Tuesday, September 21, 2004

To Understand the worldwide ideological battle...

...-- especially the one between America and Western Europe and within America itself -- one must understand the vast differences between leftist and rightist worldviews and between secular and religious (specifically Judeo-Christian) values.

That is the first paragraph of Dennis Prager's article: The left thinks legally, the right thinks morally.

As I just heard on the radio today, the Left is scared of moral absolutes, and they avoid it at all costs, in arenas.

Dennis continues:
Whatever their feelings about George W. Bush or about attacking Iraq, for most of those on the Left, the rightness or wrongness of toppling Saddam Hussein's regime was determined by its legality (i.e., whether it was authorized by the U.N. Security Council). On the other hand, for those who supported attacking Iraq, whether the war was deemed legal played no role in their assessment of its rightness or wrongness.
To those who supported removing Saddam Hussein by force, if the United Nations did not authorize it, it was a reflection on the morality of the United Nations, not the morality of the war.

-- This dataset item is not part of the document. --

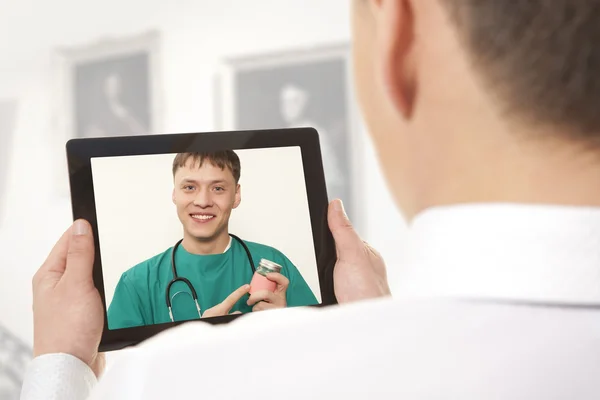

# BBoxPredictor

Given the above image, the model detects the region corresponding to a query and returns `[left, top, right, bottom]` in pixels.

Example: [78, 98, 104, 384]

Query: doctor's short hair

He asks why the Left loves worldly law so much (especially to the exclusion of God's laws) and answers:
First, the Left, which is largely secular, regards morality not as absolute, but as relative. This inevitably leads to moral confusion, and no one likes to be morally confused. So instead of moral absolutes, the Left holds legal absolutes. "Legal" for the Left is what "moral" is for the Right. The religious have a belief in God-based moral law, and the Left believes in man-made law as the moral law.

Second, whereas they cannot change God's laws, those on the Left can and do make many of society's laws.
In fact, the Left is intoxicated with law-making. It gives them the power to mold society just as Judeo-Christian values did in the past. Unless one understands that leftist ideals function as a religion, one cannot understand the Left.